The collection, to be known as the Graphicstudio Archive, also includes preliminary studies, sketches, print proofs and other materials of value to art historians.

Along with other recent gifts, the Graphicstudio Archive establishes the museum as a center for the exhibition and study of contemporary prints and edition sculpture (sculpture issued in numbered editions), according to gallery officials.

"Having the working record like this is the best way to know the thinking that went into a particular work," said Ruth Fine, a curator of prints and drawings.

"It's a marvelous thing," said curator Andrew Robison. "Some of the best artists we have, Rauschenberg, for example, did some of their best work [at the Graphicstudio]. And some that we don't have -- Jim Dine -- did, too."

Gallery officials declined to comment on the worth of the collection.

Since the opening of the National Gallery's East Building in 1978, the museum has sought to develop its collection of contemporary art. "We're very interested in expanding the collection of contemporary prints and archives," Fine said.

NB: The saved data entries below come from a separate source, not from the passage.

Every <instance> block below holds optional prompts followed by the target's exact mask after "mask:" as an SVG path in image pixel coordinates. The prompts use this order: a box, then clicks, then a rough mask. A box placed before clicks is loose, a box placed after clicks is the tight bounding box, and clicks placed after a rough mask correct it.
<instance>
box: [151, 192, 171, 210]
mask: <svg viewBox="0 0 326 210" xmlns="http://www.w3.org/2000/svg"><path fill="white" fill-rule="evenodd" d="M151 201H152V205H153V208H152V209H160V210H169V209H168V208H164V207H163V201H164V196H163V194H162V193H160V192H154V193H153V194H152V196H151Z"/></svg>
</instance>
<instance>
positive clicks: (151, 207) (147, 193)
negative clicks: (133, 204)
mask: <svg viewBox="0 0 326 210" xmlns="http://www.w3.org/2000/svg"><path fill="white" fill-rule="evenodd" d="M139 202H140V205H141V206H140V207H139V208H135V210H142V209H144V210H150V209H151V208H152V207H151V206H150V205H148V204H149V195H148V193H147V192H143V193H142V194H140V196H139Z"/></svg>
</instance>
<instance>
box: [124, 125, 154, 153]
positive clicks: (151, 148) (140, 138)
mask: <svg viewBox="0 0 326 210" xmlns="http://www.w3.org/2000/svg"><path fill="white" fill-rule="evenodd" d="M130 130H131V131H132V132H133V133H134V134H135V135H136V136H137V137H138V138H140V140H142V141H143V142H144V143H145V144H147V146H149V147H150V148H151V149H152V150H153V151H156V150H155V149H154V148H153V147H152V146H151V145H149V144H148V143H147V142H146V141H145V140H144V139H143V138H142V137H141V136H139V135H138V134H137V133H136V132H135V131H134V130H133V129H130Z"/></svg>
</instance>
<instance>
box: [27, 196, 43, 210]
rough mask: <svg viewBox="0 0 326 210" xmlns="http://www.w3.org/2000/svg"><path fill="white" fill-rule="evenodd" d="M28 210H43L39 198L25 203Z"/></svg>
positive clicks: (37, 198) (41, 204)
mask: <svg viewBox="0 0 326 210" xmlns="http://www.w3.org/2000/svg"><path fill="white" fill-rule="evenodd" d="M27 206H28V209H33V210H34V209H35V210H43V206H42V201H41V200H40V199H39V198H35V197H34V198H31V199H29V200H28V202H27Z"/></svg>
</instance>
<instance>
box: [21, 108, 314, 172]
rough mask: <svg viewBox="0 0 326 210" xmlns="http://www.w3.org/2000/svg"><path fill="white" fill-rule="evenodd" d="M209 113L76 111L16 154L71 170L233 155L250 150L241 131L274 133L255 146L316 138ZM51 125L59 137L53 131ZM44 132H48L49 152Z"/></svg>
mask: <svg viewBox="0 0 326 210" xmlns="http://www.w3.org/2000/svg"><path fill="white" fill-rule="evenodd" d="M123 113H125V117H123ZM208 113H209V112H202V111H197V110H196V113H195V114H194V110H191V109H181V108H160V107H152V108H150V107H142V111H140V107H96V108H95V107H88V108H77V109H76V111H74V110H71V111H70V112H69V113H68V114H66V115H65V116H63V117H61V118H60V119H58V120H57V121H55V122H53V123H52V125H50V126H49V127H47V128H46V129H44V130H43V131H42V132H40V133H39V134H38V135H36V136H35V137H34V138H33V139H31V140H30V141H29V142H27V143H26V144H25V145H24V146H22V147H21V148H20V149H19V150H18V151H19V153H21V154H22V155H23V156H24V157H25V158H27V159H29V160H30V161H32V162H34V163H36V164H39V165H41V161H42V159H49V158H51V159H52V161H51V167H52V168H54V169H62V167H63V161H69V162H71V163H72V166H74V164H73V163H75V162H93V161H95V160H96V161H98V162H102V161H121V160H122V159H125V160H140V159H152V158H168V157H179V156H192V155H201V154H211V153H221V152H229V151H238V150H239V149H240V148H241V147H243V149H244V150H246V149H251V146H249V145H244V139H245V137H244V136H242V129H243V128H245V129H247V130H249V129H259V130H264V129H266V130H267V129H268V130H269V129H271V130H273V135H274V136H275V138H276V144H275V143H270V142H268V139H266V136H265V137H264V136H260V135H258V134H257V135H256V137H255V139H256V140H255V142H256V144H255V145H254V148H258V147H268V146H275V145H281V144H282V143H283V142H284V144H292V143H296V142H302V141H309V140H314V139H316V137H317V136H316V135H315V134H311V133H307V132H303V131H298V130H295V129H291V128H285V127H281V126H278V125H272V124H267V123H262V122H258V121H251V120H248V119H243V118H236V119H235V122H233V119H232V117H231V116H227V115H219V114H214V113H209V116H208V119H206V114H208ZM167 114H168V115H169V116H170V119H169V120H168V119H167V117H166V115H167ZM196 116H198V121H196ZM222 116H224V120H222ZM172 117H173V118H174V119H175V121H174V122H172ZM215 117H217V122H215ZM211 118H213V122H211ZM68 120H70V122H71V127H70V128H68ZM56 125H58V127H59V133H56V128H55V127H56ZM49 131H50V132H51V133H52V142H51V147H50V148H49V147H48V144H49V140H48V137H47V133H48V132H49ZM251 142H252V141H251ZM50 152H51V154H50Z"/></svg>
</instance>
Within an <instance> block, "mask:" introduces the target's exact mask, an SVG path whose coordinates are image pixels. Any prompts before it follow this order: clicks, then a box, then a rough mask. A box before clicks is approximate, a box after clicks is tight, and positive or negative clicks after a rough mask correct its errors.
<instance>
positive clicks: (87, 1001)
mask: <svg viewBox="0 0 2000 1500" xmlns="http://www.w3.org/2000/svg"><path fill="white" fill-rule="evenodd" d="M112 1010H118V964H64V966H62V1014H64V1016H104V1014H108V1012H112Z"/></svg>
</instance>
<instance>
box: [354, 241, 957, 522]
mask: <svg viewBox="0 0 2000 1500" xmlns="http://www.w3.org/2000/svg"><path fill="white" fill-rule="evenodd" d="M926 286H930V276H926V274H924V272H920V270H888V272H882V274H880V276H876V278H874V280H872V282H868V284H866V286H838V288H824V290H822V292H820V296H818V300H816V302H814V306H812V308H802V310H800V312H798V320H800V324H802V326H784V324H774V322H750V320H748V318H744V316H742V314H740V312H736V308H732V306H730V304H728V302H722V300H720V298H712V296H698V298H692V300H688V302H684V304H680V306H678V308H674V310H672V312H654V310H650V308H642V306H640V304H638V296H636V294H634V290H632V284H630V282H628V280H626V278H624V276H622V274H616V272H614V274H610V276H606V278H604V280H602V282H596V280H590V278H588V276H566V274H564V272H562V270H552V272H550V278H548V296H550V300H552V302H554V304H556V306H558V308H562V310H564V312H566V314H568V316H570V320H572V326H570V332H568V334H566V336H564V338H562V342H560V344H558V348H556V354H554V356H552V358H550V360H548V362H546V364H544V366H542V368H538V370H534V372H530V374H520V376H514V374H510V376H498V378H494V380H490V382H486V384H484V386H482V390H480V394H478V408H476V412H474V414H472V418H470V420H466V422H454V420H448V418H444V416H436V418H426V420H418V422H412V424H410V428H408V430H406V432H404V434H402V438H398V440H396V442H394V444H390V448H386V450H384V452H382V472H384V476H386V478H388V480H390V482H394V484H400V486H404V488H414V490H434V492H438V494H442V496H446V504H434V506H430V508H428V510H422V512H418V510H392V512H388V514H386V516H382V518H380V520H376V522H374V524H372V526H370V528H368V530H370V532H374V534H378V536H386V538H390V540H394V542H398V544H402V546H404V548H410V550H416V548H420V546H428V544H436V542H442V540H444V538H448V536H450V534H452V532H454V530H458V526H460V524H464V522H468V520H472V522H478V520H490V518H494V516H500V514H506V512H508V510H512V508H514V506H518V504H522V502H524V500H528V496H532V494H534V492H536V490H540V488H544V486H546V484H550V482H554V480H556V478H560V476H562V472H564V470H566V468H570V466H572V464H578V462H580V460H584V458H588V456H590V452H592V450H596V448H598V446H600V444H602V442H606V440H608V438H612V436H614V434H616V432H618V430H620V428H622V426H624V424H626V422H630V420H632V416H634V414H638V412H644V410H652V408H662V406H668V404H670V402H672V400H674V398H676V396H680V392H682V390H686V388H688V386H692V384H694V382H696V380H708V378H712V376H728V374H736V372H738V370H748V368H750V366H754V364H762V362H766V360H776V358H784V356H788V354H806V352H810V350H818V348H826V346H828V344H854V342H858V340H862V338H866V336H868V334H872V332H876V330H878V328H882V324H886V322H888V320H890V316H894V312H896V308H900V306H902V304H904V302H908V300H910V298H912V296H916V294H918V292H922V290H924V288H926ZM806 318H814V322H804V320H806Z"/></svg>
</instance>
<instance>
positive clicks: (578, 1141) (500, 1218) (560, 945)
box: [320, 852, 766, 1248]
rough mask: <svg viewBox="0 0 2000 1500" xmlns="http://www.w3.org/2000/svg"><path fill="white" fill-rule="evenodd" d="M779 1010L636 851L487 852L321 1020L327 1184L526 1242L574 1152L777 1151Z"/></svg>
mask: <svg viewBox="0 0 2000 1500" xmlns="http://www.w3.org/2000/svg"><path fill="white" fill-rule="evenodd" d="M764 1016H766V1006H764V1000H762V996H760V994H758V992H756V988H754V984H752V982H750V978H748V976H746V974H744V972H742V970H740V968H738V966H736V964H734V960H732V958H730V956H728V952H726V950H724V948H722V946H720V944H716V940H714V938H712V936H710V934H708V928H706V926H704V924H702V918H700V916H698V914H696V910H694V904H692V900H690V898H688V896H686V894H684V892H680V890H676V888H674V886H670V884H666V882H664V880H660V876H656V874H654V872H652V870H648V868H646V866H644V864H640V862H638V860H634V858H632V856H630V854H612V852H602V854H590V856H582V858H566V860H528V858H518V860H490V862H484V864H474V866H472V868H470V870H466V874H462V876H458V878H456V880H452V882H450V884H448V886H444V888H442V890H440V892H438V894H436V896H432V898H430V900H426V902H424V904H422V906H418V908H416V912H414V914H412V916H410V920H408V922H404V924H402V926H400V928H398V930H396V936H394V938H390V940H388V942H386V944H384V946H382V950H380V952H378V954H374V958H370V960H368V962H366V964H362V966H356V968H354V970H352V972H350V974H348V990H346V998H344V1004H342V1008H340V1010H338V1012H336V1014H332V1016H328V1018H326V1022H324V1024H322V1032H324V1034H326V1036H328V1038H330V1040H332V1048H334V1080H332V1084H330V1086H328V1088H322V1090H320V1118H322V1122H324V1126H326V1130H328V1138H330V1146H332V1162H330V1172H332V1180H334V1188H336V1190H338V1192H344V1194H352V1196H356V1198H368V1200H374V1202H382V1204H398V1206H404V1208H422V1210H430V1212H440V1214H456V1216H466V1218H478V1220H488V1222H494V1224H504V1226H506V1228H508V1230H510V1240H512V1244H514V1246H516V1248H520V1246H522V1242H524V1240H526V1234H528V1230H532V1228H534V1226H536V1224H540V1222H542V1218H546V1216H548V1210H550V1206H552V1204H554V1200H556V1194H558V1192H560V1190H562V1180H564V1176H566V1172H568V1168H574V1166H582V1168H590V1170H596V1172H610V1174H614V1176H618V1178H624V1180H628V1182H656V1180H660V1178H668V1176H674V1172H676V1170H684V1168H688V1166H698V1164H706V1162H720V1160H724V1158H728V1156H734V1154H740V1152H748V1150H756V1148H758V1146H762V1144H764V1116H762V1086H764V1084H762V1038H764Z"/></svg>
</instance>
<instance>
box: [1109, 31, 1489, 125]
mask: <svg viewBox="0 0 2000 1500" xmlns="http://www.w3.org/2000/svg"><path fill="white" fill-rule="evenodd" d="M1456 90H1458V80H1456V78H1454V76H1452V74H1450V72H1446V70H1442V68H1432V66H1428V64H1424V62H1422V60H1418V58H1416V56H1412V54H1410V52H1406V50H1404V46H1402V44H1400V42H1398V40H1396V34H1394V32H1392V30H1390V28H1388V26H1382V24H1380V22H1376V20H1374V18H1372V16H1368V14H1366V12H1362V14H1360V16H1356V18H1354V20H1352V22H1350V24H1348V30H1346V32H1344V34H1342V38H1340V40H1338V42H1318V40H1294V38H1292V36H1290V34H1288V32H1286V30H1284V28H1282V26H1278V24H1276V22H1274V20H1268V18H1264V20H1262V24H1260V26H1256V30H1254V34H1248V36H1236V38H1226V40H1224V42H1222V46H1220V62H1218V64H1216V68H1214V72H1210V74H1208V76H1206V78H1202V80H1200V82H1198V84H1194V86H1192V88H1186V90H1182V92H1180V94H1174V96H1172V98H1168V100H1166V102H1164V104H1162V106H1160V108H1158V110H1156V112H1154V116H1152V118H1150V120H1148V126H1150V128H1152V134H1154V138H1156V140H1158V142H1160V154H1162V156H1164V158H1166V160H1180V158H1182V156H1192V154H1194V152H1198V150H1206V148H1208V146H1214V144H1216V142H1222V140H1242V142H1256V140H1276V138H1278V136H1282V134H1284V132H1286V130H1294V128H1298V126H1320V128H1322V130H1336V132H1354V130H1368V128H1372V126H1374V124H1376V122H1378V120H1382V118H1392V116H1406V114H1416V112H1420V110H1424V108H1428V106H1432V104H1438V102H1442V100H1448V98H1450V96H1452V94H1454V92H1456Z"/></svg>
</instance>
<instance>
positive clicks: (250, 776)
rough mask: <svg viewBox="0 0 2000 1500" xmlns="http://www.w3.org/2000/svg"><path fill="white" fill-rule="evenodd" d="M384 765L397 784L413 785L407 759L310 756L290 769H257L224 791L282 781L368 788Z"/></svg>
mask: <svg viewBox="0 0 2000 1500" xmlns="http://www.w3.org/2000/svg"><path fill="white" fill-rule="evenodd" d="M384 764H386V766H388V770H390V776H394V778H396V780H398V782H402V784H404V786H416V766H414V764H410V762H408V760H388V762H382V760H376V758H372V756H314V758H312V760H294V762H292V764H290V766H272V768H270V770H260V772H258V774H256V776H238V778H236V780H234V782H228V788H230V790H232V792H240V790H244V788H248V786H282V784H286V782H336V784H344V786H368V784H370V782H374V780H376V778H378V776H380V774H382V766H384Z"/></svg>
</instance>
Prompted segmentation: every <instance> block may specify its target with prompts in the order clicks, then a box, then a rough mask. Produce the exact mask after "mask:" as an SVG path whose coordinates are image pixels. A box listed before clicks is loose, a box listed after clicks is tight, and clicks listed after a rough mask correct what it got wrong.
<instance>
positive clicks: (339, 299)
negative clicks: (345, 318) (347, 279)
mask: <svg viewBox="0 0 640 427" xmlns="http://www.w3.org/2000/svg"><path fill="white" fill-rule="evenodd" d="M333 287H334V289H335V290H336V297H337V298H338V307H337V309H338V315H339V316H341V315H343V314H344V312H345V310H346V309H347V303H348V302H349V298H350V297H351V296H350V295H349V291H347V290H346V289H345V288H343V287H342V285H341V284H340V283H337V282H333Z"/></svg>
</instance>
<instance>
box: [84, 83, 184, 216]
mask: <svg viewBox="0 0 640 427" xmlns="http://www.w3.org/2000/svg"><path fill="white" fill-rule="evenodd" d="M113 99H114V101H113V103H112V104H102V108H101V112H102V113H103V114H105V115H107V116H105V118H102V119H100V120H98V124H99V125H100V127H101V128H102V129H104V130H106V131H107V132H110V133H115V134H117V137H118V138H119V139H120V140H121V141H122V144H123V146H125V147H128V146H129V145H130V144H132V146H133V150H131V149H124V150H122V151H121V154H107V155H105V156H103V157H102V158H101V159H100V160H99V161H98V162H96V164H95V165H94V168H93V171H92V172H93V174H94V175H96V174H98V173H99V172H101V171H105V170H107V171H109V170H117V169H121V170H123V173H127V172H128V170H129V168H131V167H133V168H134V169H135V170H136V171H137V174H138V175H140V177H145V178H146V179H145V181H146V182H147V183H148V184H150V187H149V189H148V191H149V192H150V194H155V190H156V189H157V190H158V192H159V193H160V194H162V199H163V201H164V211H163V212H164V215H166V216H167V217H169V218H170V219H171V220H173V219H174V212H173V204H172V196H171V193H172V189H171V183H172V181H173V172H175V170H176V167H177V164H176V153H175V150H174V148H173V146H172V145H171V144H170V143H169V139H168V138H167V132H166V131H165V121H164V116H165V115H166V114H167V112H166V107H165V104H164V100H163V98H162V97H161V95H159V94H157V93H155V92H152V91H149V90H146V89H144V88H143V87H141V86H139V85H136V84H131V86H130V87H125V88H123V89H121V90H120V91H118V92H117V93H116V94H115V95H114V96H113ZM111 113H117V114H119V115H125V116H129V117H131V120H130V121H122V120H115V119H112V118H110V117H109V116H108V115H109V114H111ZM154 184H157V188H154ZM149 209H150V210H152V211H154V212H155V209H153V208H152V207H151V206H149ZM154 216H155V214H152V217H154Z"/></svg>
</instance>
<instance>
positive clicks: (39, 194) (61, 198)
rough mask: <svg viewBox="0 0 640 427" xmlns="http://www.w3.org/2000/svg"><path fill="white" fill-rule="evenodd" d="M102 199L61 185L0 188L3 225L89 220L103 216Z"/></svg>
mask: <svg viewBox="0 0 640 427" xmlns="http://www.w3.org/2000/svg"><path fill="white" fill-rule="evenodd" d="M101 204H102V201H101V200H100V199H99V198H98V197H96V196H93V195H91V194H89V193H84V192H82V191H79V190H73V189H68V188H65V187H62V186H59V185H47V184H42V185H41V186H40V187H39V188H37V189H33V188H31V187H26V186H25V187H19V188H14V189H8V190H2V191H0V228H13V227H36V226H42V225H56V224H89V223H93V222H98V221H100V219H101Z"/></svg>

Because its charter precludes the expenditure of gallery funds for the work of living artists, however, gallery curators have relied on donations to expand the collection.

The Graphicstudio collection is the third such major gift for the National Gallery from renowned art workshops in recent years. In 1981 the museum received the Gemini GEL (Graphic Editions Limited) Archive, donated from the Los Angeles workshop of the same name. Three years ago, the museum received a collection of prints produced during the 1960s at Los Angeles' Tamarind Lithography Workshop.

As with the Gemini gift (about 1,100 works to date), the Graphicstudio Archive will grow as new works are created and donated.